Mit dem Gain-Regler lässt sich fein steuern, ob der Sound sonst clean bleibt oder über eine zarte, natürliche Kompression langsam anfängt in einen knurrenden Overdrive aufzubrechen. Das allein wäre bereits eine gute Klangpalette, Variationen eines sehr, sehr guten Röhrentons. Aber manchmal möchte man doch in den Ton eingreifen, und dafür gibt es ja den ausgefeilten EQ. Der macht sich beim Anschalten mit einer extrem hellen LED bemerkbar, die die Beschriftung schier überstrahlt – an dieser Stelle wäre für mich weniger mehr …

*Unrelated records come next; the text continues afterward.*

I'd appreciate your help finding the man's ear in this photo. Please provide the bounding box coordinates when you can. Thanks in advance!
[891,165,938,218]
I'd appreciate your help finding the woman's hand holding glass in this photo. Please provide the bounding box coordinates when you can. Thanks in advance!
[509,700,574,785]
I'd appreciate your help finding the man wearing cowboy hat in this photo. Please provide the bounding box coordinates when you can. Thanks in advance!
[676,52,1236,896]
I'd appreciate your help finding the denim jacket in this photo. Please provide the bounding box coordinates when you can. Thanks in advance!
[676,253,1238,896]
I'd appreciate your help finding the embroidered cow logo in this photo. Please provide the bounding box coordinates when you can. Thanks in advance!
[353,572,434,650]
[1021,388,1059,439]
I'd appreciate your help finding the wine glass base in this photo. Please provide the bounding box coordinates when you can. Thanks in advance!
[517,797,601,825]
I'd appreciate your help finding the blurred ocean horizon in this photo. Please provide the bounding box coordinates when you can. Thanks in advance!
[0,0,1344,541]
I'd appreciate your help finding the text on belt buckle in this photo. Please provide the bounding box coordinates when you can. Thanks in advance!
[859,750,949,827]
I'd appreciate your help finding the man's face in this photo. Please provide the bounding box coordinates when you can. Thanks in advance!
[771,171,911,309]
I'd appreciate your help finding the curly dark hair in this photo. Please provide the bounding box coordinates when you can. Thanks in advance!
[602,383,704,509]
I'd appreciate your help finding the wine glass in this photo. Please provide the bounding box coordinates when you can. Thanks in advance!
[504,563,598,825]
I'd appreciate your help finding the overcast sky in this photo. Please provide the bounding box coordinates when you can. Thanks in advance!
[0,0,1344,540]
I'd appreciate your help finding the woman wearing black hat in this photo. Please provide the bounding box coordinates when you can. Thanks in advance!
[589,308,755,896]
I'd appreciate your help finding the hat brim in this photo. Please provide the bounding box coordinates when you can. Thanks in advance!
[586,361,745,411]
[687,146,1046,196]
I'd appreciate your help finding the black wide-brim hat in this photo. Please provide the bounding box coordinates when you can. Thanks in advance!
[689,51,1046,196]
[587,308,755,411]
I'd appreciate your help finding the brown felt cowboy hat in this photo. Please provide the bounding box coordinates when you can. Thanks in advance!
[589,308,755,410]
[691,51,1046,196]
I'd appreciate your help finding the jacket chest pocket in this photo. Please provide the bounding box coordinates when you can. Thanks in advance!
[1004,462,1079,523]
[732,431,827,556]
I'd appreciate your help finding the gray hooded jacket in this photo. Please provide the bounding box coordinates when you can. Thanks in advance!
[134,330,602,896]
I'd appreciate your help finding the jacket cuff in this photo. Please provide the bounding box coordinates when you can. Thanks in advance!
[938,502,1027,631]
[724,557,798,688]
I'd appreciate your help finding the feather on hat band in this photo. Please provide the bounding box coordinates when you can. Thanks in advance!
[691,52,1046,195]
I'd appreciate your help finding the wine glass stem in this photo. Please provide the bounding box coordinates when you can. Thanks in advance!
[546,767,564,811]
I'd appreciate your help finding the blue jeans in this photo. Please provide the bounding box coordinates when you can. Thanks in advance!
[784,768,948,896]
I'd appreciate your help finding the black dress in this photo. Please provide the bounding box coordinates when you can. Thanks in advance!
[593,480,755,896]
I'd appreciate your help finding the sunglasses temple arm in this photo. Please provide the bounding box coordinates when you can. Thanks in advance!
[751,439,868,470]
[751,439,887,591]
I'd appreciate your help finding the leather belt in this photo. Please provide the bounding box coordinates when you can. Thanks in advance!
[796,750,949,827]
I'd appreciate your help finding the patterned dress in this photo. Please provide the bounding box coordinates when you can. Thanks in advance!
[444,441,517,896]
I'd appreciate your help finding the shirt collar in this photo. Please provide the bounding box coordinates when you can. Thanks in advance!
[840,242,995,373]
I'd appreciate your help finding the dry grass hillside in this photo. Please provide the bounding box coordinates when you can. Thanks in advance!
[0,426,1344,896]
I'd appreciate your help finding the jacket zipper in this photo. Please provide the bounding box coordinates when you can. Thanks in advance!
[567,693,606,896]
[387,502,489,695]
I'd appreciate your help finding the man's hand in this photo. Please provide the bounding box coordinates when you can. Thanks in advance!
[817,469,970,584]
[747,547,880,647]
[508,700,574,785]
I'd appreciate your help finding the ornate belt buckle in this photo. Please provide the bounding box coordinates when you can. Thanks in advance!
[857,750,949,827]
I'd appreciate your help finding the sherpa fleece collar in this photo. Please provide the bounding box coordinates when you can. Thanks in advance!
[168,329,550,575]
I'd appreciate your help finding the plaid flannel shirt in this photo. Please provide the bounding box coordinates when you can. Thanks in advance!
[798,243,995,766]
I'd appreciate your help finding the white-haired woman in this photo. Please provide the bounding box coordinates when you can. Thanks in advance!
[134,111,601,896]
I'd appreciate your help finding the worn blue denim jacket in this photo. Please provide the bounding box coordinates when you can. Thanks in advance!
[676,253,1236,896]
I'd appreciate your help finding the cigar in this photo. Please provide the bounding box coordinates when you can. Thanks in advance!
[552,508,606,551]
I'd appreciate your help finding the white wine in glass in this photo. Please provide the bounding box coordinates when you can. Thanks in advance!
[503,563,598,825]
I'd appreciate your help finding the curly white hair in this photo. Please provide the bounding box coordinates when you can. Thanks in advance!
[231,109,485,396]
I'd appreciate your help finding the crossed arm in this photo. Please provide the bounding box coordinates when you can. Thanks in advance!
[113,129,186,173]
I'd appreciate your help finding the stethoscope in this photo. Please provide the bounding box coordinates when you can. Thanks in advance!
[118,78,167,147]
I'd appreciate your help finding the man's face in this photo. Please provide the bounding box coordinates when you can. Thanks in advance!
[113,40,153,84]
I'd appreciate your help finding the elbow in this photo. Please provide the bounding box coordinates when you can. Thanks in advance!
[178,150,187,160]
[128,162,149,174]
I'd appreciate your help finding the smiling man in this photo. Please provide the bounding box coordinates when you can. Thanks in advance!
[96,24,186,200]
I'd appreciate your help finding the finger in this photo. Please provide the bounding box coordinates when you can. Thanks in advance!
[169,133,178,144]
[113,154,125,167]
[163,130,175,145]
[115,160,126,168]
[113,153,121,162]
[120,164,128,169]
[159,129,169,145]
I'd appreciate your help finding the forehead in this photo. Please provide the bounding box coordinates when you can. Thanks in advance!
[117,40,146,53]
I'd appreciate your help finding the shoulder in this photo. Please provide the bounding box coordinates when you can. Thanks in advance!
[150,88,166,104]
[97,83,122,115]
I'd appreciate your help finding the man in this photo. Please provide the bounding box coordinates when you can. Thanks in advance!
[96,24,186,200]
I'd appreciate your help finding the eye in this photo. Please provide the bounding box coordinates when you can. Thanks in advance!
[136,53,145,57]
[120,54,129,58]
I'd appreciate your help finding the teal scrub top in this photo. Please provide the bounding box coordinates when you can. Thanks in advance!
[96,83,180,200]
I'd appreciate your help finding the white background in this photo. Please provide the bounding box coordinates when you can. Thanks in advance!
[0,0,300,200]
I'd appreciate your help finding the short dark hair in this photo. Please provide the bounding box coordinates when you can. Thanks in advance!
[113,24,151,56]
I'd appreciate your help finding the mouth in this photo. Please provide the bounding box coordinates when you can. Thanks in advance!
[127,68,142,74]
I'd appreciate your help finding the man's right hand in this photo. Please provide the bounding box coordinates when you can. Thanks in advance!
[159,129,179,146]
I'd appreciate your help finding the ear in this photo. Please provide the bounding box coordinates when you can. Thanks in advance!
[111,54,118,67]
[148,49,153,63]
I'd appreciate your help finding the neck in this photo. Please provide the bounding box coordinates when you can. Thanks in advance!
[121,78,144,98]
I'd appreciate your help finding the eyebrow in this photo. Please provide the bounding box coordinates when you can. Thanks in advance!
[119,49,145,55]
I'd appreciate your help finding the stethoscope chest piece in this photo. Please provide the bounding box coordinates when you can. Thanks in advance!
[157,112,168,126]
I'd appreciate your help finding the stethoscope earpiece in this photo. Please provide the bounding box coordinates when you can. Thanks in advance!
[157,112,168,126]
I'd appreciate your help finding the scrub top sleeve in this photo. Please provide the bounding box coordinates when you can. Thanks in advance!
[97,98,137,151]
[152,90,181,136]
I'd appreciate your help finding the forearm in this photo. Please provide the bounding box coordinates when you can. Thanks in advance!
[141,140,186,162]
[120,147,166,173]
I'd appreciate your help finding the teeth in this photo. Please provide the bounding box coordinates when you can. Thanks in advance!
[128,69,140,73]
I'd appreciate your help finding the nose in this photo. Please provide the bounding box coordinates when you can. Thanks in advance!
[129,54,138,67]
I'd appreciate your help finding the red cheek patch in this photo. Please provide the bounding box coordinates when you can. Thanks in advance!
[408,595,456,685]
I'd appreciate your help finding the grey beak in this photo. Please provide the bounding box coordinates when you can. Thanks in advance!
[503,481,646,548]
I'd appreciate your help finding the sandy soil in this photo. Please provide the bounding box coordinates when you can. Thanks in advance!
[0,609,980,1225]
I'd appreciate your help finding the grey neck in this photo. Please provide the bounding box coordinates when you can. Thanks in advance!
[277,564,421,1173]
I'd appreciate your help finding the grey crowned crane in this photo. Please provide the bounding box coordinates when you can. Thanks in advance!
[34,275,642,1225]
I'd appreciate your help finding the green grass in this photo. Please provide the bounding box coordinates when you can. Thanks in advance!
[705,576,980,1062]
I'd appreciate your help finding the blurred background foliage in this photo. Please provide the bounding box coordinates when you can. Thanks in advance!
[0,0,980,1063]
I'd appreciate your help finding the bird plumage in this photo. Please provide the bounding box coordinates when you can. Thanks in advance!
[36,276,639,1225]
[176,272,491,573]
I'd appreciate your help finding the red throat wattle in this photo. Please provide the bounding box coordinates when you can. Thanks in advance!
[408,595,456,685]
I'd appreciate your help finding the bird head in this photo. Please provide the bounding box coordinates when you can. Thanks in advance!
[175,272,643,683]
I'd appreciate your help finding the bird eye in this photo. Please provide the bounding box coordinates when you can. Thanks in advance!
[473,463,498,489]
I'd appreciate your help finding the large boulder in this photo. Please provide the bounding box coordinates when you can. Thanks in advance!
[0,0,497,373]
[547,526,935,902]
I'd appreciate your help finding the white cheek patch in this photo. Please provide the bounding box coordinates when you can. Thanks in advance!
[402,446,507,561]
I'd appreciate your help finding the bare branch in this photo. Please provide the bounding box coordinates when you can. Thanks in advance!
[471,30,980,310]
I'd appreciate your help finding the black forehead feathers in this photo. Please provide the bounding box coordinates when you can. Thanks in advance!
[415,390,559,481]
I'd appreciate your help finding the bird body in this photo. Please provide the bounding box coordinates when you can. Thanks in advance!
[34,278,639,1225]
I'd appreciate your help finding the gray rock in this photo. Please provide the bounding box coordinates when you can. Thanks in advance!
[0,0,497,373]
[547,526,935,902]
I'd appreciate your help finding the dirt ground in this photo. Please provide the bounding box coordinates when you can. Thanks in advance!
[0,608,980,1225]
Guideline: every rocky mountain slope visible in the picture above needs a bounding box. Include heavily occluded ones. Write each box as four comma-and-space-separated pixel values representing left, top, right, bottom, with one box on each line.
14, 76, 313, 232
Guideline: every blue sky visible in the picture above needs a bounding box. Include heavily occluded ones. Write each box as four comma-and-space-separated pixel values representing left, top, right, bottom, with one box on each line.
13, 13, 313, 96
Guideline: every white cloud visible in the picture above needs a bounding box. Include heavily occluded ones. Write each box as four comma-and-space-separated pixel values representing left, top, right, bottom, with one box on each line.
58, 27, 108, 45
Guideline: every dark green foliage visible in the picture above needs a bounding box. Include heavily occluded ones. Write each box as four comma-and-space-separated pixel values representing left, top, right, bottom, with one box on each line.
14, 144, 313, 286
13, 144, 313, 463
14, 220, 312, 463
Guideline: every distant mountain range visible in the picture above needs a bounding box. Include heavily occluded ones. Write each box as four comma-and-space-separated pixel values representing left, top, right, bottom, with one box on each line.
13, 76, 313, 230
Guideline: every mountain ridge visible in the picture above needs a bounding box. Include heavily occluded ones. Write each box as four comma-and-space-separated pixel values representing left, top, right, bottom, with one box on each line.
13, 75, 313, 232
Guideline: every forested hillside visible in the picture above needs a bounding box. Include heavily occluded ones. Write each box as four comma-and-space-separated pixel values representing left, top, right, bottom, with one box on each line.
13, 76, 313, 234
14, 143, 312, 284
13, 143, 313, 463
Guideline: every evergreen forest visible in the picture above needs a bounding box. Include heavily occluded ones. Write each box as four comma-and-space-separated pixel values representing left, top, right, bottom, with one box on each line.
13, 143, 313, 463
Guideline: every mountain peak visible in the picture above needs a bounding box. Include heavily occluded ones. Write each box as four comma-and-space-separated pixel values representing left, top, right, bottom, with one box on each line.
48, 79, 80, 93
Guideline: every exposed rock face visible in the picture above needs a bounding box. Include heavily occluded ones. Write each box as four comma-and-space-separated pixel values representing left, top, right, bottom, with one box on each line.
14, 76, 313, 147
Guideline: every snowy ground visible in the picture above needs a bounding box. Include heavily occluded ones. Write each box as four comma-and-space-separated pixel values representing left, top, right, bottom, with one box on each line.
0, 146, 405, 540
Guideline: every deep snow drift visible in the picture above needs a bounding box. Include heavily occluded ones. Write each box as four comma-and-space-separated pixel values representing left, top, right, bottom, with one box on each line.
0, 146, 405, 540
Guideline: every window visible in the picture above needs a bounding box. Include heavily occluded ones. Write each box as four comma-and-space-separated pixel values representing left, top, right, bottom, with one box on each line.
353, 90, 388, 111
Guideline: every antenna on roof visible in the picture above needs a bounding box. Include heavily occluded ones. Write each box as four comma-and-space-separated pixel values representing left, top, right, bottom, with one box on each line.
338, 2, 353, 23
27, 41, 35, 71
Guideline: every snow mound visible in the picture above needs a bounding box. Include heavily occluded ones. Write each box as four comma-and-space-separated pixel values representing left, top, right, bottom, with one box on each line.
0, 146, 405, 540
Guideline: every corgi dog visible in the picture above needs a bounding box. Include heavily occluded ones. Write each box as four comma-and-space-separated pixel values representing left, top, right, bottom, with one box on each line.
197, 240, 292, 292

Über die Klangregelung an sich gibt es nur Positives zu berichten. Die Frequenzbereiche sind gut gewählt, der Ton behält seine organischen, musikalischen Qualitäten. Noch mehr Bass, den die Box bis in hohe Lautstärken souverän umsetzt? Noch mehr Höhen, die der voll aufgedrehte Hochtöner völlig frei von Nervfrequenzen perlend wiedergibt? Das alles geht! Und zwar genauso gut wie die Gestaltung des den Basssound so prägenden Mittenbereichs.

Die Festlegung der Frequenzen über Schieberegler ist überaus charmant und gut ablesbar, der EQ-Volume-Regler kann sowohl extreme EQ-Einstellungen in der Lautstärke an den „neutralen” Sound angleichen, als auch einen fußschaltbaren Boost/Cut bieten, auch zur Anpassung eines zweiten Basses.

Die erreichbare Lautstärke ist exakt das, was ich von einem Vollröhrentop dieser Leistungsklasse erwarte, an meiner alten 8×10″ liefert der LeSuire-Amp entspannt eine hosenflatternde Ganzkörpermassage. Die bei Röhren unweigerlich auftretende Wärme hält sich dank des effektiven und laufruhigen Lüfters in normalen Grenzen, auch ohne große Lüftungsgitter oder eine durchlässige Front. Durchdacht, wie alles an dieser Anlage!

(Bild: Dieter Stork)

RESÜMEE

Etwas wehmütig ziehe ich dem Avalanche-Topteil und der LS210T-Box wieder ihre elastischen, gepolsterten Cover über und verpacke sie für den Rückversand. Die Anlage hätte gerne noch bleiben dürfen … Klar sind 6000 Euro für die Kombination eine echte Ansage, aber LeSuire liefert auch echten Gegenwert.

Der gute Ton spricht schon ganz ohne EQ für sich, die Klangregelung greift bei einfacher Bedienung musikalisch ins Geschehen ein. Alle Anschlüsse entsprechen dem, was ich bei einem modernen Basstop (egal welcher Bauart) erwarte, während ausgefuchste Schutzschaltungen für ein langes Röhren- und überhaupt Amp-Leben sorgen.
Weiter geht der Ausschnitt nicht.